The Houston Rockets had a better offense, a better defense and a better record than the Warriors during the regular season. The Rockets also beat the Warriors two out of three times. The Rockets were better than the Warriors.
But those basic, surface-level metrics don’t get to the heart of what’s really important in the upcoming Western Conference Finals, because they don’t account for the Zaza Pachulia Factor. Or “ZZPF.” An advanced statistic of sorts.
This is a look at the advanced metrics that could determine the winner of the upcoming playoff series, a statistical look at a game played by human beings. The metrics that show where the Warriors have advantages and where they’re vulnerable.
Advantage No. 1: No more Zaza
The Warriors center probably won’t play against the Rockets. He hasn’t played at all during the playoffs, not even during garbage time.
Pachulia started all three games against the Rockets during the regular season, and the Rockets made 46 3-pointers and shot 36 percent from behind the arc in those games. They exploited the ZZPF.
During the regular season when Pachulia was on the court, opponents made 39.6 percent of their 3s — but just 34.4 percent of their 3s when he was on the bench. Pachulia destroyed the Warriors’ perimeter defense, because he’s not a perimeter defender. He’s a low-post defender.

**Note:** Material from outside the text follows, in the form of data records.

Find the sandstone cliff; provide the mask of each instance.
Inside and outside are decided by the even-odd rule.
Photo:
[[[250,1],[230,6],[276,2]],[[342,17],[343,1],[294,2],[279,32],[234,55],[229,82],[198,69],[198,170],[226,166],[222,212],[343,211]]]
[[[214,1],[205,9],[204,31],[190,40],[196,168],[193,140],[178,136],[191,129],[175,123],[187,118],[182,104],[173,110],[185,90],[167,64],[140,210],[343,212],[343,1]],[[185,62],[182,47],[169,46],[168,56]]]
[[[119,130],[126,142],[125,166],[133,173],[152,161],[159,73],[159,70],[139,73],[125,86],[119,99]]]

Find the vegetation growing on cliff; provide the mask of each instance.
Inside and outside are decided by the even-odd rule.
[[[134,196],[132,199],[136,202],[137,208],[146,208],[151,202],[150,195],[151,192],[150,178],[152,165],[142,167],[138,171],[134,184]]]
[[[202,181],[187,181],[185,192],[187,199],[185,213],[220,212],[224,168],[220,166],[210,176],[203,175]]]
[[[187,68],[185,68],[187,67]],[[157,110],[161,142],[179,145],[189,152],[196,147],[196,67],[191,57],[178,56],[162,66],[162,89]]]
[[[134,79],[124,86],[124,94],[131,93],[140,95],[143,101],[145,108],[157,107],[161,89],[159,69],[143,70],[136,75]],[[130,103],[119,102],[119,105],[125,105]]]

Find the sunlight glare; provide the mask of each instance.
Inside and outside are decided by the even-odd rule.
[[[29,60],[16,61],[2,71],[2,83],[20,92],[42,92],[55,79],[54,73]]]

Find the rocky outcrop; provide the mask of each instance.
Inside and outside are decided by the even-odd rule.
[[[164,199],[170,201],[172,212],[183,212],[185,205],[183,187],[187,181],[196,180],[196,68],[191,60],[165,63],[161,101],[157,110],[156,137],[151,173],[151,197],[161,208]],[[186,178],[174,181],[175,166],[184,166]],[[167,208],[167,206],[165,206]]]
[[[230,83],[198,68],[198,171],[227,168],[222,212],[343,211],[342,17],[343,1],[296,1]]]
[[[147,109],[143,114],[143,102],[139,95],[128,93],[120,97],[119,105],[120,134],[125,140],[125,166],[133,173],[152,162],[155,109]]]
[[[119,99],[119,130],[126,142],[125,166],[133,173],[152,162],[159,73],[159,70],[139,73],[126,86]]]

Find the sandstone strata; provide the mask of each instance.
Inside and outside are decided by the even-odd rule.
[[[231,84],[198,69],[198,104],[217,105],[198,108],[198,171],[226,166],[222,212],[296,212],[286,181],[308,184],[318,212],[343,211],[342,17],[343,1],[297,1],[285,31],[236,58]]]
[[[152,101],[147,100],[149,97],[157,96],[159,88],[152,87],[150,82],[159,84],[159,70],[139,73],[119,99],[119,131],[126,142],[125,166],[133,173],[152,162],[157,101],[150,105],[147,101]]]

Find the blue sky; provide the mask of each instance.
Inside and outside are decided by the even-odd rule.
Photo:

In the playoffs, the Warriors have played Kevon Looney instead of Pachulia. And with Looney on the court, opponents have made only 28.1 percent of their 3s, as opposed to 35 percent when he has been on the bench. Looney is an excellent perimeter defender. He’s the anti-Zaza.

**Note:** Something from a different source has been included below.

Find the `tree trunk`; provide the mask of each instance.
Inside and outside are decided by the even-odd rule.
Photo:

Looney probably will play at least 20 minutes per game in this series. During the regular season, he played only 35 minutes total against the Rockets.
The Rockets shoot more 3s than any other team. They’re averaging 39.9 3s during the playoffs. Defending that shot may be the key to beating them.
Through the first two rounds of the playoffs, the Warriors are defending 3s well. They’ve allowed opponents to make just 32 percent of their 3s — best in the NBA. The Warriors have improved their perimeter defense since the regular season, when they gave up 35.7 percent from beyond the 3-point arc.
They’re playing harder, and they’re not playing Pachulia. That’s what changed.
Vulnerability No. 1: No more Zaza
As much as Pachulia hurt the Warriors’ perimeter defense, he helped their 3-point shooting — despite never shooting a 3 himself.
Pachulia is the Warriors’ best screener. He led the team during the regular season with 2.7 screen assists per game. NBA.com defines a “screen assist” as any screen that directly leads to a made basket.
The Warriors shot 43.9 percent from behind the 3-point line as a team during the regular season when Pachulia was playing. That’s an extremely high number. When he wasn’t playing, the number fell to 37.3 percent. Pachulia is an underrated member of the Warriors’ offense.
He is no longer in their rotation. And without him, the Warriors are making just 32.9 percent of their 3s in the playoffs — the lowest percentage of the four remaining teams.